Der Name des Kindes ist der Redaktion bekannt. Wir nennen ihn Maximilian. Vor 18 Monaten kehrte dessen Familie zurück nach Deutschland. Das war der Zeitpunkt, als ein Hirntumor entdeckt wurde. Inzwischen ist klar: Maximilian wird in den nächsten Tagen wohl sterben. „Ich war traurig, aber auch ärgerlich“, sagt Leonardo. „Es ist nicht schön, dass wir uns nicht mehr sehen können.“

Maximilian verbringt seine letzten Tage in einem Hospiz. Vor wenigen Tagen haben die Ärzte auf seinen Wunsch hin die Medikamentengabe eingestellt. Er wird seinen nächsten Geburtstag nicht mehr erleben.

Für Leonardo ist das Gespräch über dieses Thema schwer. „Ich finde es so schlimm, dass von sowas so wenige Menschen wissen“, sagt er. Sonst müssten sie sich aus seiner Sicht auch engagieren. Und darum ruft er nun zu einer Spende für das Hospiz und die Trostinsel in Wolfsburg auf. „Es gibt auch bei uns so viele Menschen, die leiden. Außerdem will ich das Geld persönlich abgeben“, betont er.

Am Tag der Liebe, dem 14. Februar, erhofft sich der kleine Mann, der mehr Größe zeigt, als manch Erwachsener, nun kleine Gaben von möglichst vielen Menschen. „Ich gebe alles an das Hospiz und die Trostinsel weiter“, verspricht er. Um zu wissen, wohin das Geld geht, hat er sich am Dienstag mit Dagmar Huhnholz getroffen. Sie leitet die Trostinsel und ist Teil des sozialen Dienstes. Mit dabei war auch Petra Scholz-Marxen, Leiterin des Sozialdienstes. Ihnen will er das Geld persönlich überreichen. „Ich finde das richtig toll, dass die dort mit Kindern arbeiten, die einen Menschen verloren haben“, erzählt er. Wofür das Geld verwendet werden soll, haben ihm Huhnholz und Scholz-Marxen auch schon gesagt: Etwa für die Erfüllung letzter Wünsche sterbender Kinder sowie die Arbeit mit den Kindern in der Trostinsel.

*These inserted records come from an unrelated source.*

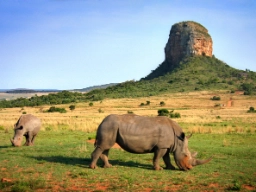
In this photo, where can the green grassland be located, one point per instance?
(59, 162)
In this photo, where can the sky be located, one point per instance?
(74, 44)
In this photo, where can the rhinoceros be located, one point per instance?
(138, 134)
(28, 125)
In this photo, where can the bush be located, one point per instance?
(56, 109)
(162, 103)
(175, 115)
(216, 98)
(100, 110)
(163, 112)
(251, 110)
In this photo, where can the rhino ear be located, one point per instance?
(20, 128)
(182, 136)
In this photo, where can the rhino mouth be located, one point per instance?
(14, 143)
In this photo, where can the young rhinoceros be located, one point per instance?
(28, 126)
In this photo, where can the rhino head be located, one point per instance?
(17, 138)
(183, 157)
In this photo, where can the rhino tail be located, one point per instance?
(95, 143)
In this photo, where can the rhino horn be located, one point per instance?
(12, 142)
(189, 136)
(200, 162)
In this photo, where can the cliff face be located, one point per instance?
(187, 39)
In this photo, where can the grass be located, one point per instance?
(61, 155)
(59, 161)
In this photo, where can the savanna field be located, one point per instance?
(60, 158)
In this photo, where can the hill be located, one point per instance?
(192, 74)
(188, 66)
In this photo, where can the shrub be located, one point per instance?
(142, 104)
(216, 98)
(163, 112)
(72, 107)
(251, 110)
(162, 103)
(56, 109)
(175, 115)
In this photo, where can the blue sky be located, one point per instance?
(72, 44)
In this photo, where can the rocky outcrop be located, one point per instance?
(187, 39)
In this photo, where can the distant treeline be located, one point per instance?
(193, 74)
(30, 91)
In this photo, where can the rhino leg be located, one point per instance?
(29, 138)
(167, 161)
(95, 156)
(33, 139)
(104, 158)
(158, 154)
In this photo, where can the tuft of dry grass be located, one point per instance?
(198, 113)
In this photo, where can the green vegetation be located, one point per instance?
(251, 110)
(171, 114)
(192, 74)
(59, 162)
(72, 107)
(56, 109)
(215, 98)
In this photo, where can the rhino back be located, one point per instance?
(29, 123)
(138, 134)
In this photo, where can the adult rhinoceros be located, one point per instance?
(28, 125)
(138, 134)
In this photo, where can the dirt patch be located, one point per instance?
(249, 187)
(116, 146)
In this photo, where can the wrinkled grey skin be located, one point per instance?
(28, 126)
(138, 134)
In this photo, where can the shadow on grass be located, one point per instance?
(85, 162)
(6, 146)
(82, 162)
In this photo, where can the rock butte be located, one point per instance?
(187, 39)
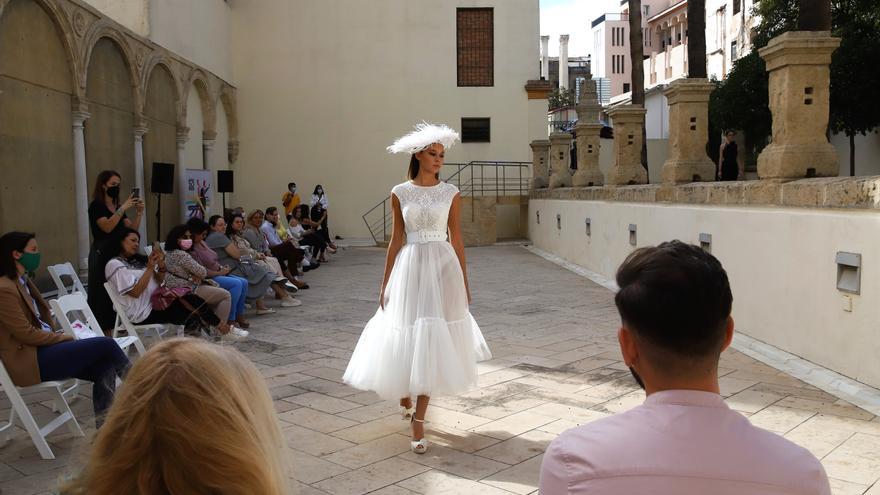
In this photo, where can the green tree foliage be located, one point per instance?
(740, 101)
(560, 98)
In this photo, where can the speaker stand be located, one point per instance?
(158, 217)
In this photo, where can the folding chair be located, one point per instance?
(64, 305)
(122, 321)
(66, 270)
(37, 433)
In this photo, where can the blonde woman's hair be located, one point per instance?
(192, 417)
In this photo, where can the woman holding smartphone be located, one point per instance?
(107, 218)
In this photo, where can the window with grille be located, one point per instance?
(476, 47)
(475, 130)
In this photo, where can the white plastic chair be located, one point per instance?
(64, 305)
(66, 270)
(122, 321)
(37, 433)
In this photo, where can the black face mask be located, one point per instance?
(637, 377)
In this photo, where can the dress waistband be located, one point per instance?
(424, 236)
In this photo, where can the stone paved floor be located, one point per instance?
(556, 365)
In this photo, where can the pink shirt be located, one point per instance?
(678, 442)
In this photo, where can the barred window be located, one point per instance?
(476, 47)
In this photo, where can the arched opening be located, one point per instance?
(36, 143)
(160, 145)
(109, 130)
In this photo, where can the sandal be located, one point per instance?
(418, 446)
(406, 414)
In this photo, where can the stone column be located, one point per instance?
(182, 138)
(560, 159)
(81, 185)
(587, 131)
(545, 58)
(627, 168)
(688, 132)
(540, 163)
(799, 87)
(563, 61)
(140, 129)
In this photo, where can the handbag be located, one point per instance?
(164, 296)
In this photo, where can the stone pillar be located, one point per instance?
(560, 159)
(587, 131)
(627, 168)
(81, 185)
(540, 163)
(688, 132)
(545, 58)
(182, 138)
(140, 129)
(563, 61)
(799, 87)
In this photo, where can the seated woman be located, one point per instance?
(193, 418)
(31, 349)
(185, 272)
(308, 239)
(136, 277)
(313, 228)
(205, 256)
(258, 277)
(257, 241)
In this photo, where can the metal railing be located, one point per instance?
(474, 179)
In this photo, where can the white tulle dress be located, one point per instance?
(425, 341)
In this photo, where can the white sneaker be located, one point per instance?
(235, 334)
(290, 302)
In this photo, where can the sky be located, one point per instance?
(572, 17)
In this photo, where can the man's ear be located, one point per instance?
(728, 333)
(628, 346)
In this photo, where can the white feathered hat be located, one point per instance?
(424, 135)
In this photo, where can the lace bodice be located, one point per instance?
(425, 208)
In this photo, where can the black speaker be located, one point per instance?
(225, 181)
(163, 178)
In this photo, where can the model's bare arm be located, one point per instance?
(456, 239)
(397, 236)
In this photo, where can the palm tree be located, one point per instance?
(636, 56)
(696, 38)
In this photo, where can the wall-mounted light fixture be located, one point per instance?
(706, 242)
(849, 272)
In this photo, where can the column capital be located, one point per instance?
(182, 136)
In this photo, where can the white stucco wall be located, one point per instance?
(198, 30)
(780, 261)
(324, 87)
(133, 14)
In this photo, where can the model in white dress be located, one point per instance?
(424, 341)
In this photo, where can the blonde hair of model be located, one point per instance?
(191, 417)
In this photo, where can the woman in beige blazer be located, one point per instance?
(31, 348)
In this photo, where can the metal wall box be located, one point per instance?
(849, 272)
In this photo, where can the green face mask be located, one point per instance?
(30, 261)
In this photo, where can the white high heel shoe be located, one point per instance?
(407, 413)
(419, 446)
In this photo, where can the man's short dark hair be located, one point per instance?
(676, 297)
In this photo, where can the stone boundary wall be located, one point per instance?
(861, 193)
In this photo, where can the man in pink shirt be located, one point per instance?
(674, 302)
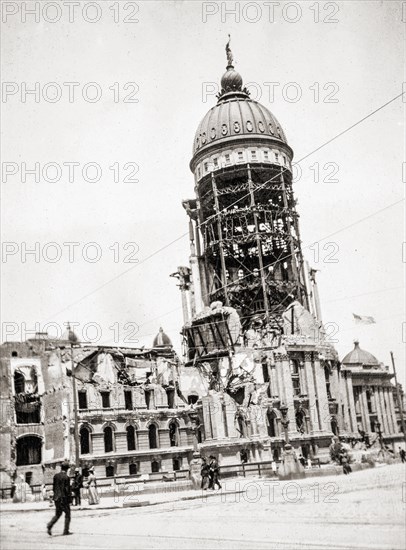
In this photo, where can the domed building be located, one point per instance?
(248, 224)
(374, 395)
(252, 316)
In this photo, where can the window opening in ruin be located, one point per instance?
(192, 399)
(128, 398)
(108, 440)
(174, 434)
(131, 446)
(152, 436)
(109, 470)
(19, 382)
(133, 469)
(84, 440)
(82, 398)
(271, 423)
(294, 373)
(176, 464)
(300, 421)
(28, 450)
(105, 399)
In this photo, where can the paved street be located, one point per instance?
(363, 510)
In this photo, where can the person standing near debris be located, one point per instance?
(205, 473)
(214, 473)
(92, 484)
(77, 484)
(62, 496)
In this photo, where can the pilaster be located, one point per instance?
(311, 392)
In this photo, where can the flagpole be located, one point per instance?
(399, 398)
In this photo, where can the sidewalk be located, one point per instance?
(134, 499)
(230, 486)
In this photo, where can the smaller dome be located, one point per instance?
(359, 356)
(70, 336)
(231, 80)
(162, 340)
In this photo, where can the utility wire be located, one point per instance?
(100, 287)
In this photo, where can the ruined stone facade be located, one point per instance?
(258, 367)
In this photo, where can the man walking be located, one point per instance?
(62, 496)
(77, 484)
(214, 473)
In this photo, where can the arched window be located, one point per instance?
(29, 450)
(19, 382)
(131, 446)
(108, 440)
(294, 373)
(300, 421)
(84, 435)
(133, 469)
(152, 436)
(242, 426)
(109, 470)
(334, 425)
(271, 423)
(174, 434)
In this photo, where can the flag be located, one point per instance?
(363, 320)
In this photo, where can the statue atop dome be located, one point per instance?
(229, 54)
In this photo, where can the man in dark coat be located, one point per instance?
(62, 496)
(77, 484)
(214, 473)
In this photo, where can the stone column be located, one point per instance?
(280, 378)
(351, 403)
(288, 390)
(367, 423)
(273, 379)
(392, 410)
(384, 423)
(302, 378)
(392, 425)
(321, 393)
(311, 392)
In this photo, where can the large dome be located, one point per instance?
(236, 117)
(359, 356)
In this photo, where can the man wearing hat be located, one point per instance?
(77, 484)
(62, 495)
(214, 473)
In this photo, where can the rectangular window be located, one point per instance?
(82, 398)
(128, 398)
(105, 399)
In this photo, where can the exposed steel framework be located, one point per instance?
(251, 255)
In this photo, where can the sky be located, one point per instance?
(142, 77)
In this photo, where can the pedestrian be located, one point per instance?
(77, 484)
(214, 473)
(92, 484)
(205, 473)
(61, 496)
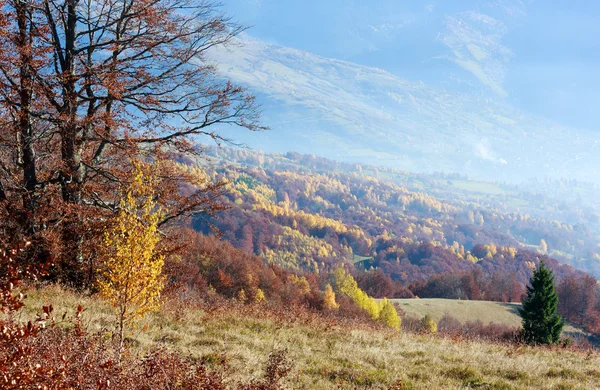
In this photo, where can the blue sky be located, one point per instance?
(540, 56)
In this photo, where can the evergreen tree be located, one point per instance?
(541, 322)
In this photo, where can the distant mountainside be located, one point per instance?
(302, 211)
(359, 114)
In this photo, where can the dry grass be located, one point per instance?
(484, 311)
(333, 357)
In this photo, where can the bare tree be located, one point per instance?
(86, 84)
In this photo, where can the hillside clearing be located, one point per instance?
(484, 311)
(329, 356)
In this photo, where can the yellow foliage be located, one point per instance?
(388, 315)
(346, 284)
(259, 296)
(241, 296)
(130, 274)
(428, 325)
(329, 298)
(301, 283)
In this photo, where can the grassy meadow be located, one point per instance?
(484, 311)
(327, 355)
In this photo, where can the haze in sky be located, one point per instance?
(529, 68)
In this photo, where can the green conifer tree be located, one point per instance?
(541, 322)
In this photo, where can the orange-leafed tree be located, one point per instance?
(130, 277)
(87, 84)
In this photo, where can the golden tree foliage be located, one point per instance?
(259, 297)
(346, 285)
(428, 325)
(130, 276)
(388, 315)
(329, 298)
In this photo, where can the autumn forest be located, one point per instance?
(141, 247)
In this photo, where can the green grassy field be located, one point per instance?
(486, 312)
(328, 356)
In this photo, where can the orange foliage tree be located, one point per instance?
(84, 85)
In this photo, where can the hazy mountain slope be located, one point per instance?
(356, 113)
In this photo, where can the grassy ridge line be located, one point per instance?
(329, 357)
(484, 311)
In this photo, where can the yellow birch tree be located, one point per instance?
(130, 276)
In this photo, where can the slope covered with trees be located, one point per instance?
(310, 214)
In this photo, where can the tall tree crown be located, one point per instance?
(87, 84)
(541, 322)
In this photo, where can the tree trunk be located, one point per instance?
(71, 150)
(26, 152)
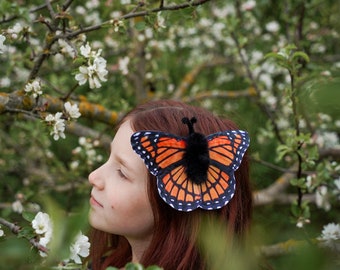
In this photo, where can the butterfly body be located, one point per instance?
(196, 171)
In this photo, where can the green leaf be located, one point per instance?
(26, 232)
(302, 55)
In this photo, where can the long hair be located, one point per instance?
(174, 244)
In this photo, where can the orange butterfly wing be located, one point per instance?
(163, 155)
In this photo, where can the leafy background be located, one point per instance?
(271, 66)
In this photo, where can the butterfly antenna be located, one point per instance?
(190, 123)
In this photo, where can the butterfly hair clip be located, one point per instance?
(196, 171)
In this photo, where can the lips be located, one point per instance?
(94, 202)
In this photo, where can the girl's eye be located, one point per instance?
(121, 174)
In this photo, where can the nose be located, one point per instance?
(95, 178)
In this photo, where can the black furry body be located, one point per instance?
(196, 156)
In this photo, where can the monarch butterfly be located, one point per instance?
(195, 171)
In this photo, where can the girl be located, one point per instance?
(135, 219)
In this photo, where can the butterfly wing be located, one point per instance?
(226, 150)
(163, 155)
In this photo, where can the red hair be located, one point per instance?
(175, 238)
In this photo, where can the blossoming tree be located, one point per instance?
(70, 69)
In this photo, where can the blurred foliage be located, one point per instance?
(271, 66)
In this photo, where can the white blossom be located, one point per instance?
(66, 48)
(58, 125)
(80, 248)
(72, 110)
(2, 46)
(94, 73)
(33, 88)
(17, 206)
(330, 236)
(85, 50)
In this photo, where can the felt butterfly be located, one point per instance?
(195, 171)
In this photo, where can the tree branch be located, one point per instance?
(20, 103)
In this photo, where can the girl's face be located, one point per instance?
(119, 199)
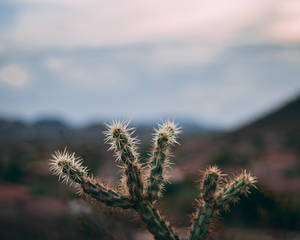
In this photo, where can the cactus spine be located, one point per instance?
(141, 187)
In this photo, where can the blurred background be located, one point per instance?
(227, 71)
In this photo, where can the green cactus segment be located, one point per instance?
(126, 153)
(74, 172)
(206, 210)
(133, 181)
(232, 191)
(210, 182)
(104, 194)
(215, 193)
(156, 178)
(163, 138)
(155, 223)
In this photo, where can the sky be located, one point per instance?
(219, 63)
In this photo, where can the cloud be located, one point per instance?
(101, 23)
(14, 75)
(285, 26)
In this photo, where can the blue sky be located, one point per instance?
(217, 62)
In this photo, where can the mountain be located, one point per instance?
(268, 146)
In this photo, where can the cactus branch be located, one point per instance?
(139, 193)
(164, 137)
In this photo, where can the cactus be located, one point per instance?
(142, 186)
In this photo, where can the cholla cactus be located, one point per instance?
(141, 187)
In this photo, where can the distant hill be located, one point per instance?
(269, 147)
(286, 116)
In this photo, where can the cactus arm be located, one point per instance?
(231, 192)
(164, 137)
(155, 223)
(70, 170)
(123, 144)
(206, 210)
(106, 195)
(215, 195)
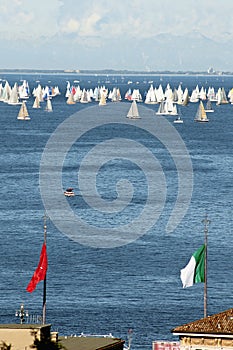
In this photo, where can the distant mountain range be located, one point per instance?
(190, 52)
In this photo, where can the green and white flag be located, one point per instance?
(194, 272)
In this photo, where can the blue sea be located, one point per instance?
(113, 263)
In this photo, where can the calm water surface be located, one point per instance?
(94, 290)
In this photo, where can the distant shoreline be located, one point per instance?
(109, 72)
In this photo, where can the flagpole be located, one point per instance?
(206, 223)
(44, 289)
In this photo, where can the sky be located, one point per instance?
(120, 34)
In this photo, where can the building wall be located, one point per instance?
(21, 338)
(201, 343)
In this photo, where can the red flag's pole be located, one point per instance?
(206, 223)
(44, 289)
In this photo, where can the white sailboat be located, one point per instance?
(201, 114)
(23, 112)
(133, 111)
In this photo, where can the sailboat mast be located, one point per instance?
(206, 223)
(44, 289)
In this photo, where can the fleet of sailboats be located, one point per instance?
(168, 99)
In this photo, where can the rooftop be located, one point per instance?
(90, 342)
(221, 323)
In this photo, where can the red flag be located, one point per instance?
(40, 272)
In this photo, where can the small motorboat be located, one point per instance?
(69, 192)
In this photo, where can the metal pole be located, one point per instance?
(44, 289)
(206, 222)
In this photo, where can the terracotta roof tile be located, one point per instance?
(221, 323)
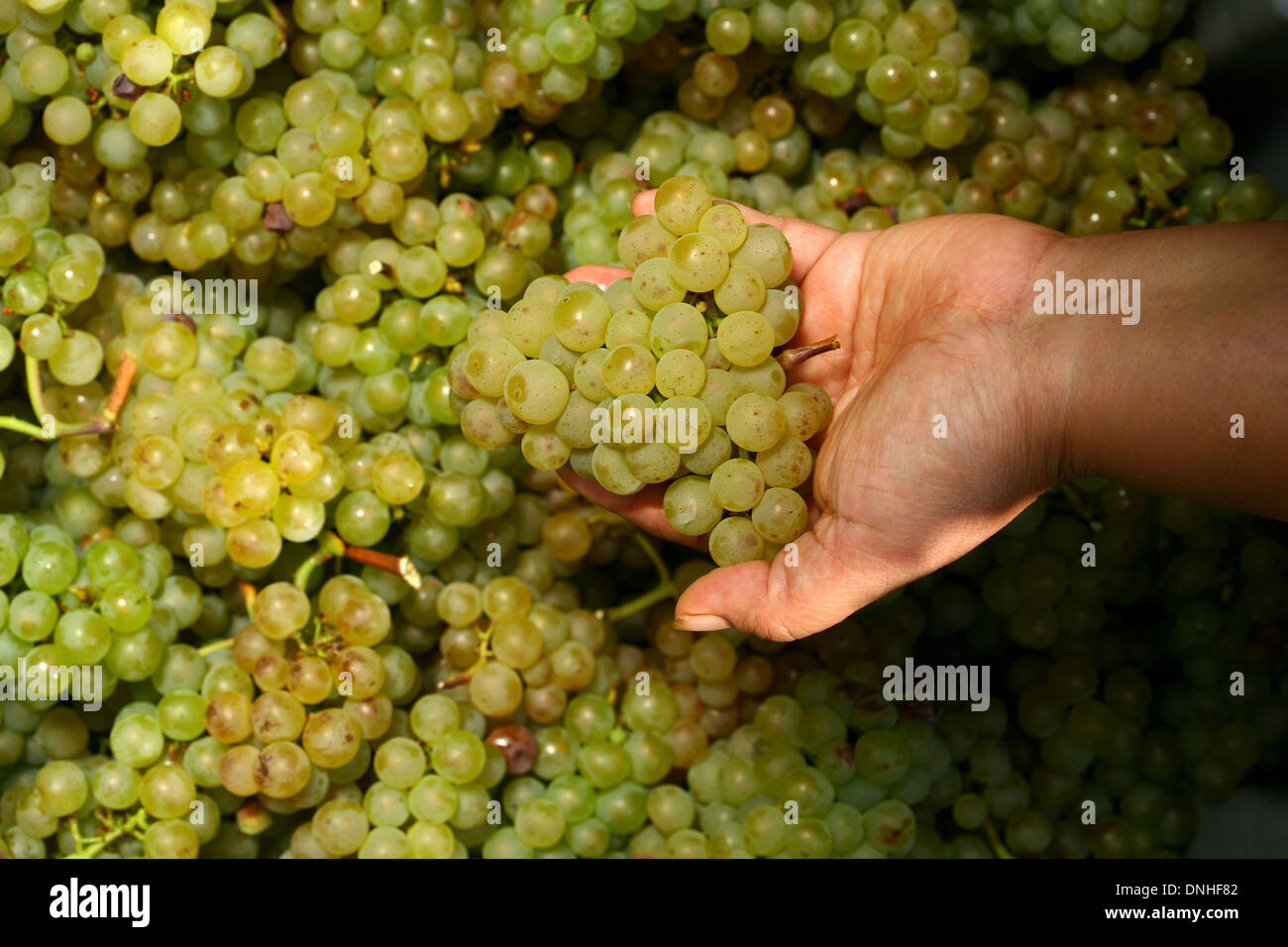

Wer Leonardo Emilian Meyer-Welz bei seiner Aktion unterstützen möchten, darf sich bei seiner Mutter Oliva Meyer-Welz melden. Die E-Mail-Adresse lautet: oliviameyerwelz@yahoo.de. Seinen Geburtstag übrigens feiert Leo nicht daheim in Altena. Und schon jetzt hat er einige Unterstützer gefunden. Sogar ein Kumpel der Mama hat Geld gegeben, ganz nach Art eines echten Mathelehrers: 123,45 Euro.